Some passersby just gave me
encouragement as they walked with friends, family, or on their own for
exercise. After a number of days, drivers started honking their horns or
calling out from their cars. The next-door neighbor who had first discouraged
me had become a full-fledged color commentator, chiming in about the difference
he saw each day while telling me I have a job waiting for me when he finally
starts the landscaping business he hopes to get off the ground.
And it wasn’t just people I encountered:
The plethora of organisms I saw in the tree and soil, and the mulch I created
and used, told me volumes about the environment. The shadows and sun angles
helped me tell time without a watch or phone nearby. The glass bottle pieces,
blue button and old-school aluminum can tab I dug up from the soil offered a glimpse
of consumer product evolution. And the iPod I hooked up to a speaker taught me
that outdoor work is best suited to the music of Prince and Queen.
After more than 20 lawn and leaf
bags had been filled, and more than 50 hours had been spent on the tree, I
still had the solid core of this stump left. Pierre hopped up on the hill and
tried to help me some more, but he could see how hard this wood still was. I
dug down below the roots, called the company that had cut down our tree to
begin with, and got a reasonable estimate for sawing off the rest of the stump.
When the mailman passed by, he said, “I’m just remembering, I was 18 when you
started this.” We laughed, and that sealed the deal. Time to stop.
I’ve got other
things to do in the second half of summer. The tree man will arrive next week
with a chain saw in hand. But after two years of nonstop educational leadership
college courses and a very busy year of teaching and newspaper advising, I
sorely needed some time away from the laptop this past month. Manual outdoor labor
was a good release, and I enjoyed my transcendental July.
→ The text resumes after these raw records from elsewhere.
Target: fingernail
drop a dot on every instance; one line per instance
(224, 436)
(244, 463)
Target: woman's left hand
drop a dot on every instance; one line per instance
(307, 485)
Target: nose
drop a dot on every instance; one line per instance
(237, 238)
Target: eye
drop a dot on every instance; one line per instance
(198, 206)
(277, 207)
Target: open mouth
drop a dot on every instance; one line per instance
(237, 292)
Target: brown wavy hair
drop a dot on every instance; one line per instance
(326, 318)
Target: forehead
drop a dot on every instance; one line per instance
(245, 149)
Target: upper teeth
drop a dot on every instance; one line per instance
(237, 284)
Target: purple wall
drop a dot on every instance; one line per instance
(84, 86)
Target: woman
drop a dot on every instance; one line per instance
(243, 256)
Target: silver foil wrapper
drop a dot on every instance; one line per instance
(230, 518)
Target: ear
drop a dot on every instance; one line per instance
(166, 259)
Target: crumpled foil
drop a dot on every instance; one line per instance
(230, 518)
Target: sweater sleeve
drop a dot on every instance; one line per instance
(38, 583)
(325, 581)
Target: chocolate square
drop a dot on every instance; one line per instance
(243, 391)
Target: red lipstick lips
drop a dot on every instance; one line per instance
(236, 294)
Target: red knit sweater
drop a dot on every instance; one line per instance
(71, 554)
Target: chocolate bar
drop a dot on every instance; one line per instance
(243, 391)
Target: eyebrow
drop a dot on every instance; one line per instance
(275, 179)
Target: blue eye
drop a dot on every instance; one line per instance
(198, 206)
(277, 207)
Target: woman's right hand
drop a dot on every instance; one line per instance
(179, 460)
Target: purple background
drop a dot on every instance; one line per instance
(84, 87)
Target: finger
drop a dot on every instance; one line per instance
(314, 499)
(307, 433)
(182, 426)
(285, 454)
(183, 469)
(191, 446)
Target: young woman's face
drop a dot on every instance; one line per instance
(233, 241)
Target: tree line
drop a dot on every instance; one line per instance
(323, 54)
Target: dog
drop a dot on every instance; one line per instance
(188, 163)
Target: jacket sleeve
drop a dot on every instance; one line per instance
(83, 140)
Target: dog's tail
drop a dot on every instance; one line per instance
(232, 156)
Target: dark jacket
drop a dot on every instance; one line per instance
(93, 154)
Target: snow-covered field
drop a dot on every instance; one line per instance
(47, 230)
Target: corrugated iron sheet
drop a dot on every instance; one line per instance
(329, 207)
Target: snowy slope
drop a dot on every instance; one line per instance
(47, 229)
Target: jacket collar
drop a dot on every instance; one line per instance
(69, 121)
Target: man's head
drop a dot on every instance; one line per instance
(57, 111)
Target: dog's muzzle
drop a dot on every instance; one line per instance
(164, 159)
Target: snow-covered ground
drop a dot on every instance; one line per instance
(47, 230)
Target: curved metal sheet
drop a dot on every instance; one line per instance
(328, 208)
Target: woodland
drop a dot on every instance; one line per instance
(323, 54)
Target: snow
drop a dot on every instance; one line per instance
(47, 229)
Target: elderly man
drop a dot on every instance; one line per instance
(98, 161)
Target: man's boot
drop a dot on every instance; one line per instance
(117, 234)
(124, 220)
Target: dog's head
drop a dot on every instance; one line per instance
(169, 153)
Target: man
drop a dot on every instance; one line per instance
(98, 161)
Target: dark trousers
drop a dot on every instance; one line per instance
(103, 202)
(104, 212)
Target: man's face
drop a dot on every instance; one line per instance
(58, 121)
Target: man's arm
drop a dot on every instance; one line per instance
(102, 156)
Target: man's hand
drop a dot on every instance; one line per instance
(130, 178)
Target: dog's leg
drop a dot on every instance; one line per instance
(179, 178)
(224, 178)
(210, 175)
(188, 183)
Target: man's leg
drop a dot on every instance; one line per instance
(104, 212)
And while I was outside, I took in
more than just the sun and the chirping of birds. I listened to people as they
gave me advice, told jokes, and shared stories. It felt a little bit like that
oldest form of media – word of mouth. I didn’t learn more about health care or
immigration or foreign policy outside this summer. But I connected with others, and learned from them.
When I had finished digging
yesterday, I took a couple of photos – perhaps the first “stump selfie” in
history – and put away the tools. I felt good about stopping, but also felt a
pang, as though I might miss this a bit.
But no worries – once the stump is
gone, there’s dirt to fill in, and ground cover to plant. I’ll be back out
there again. And I’ll be ready to talk and listen.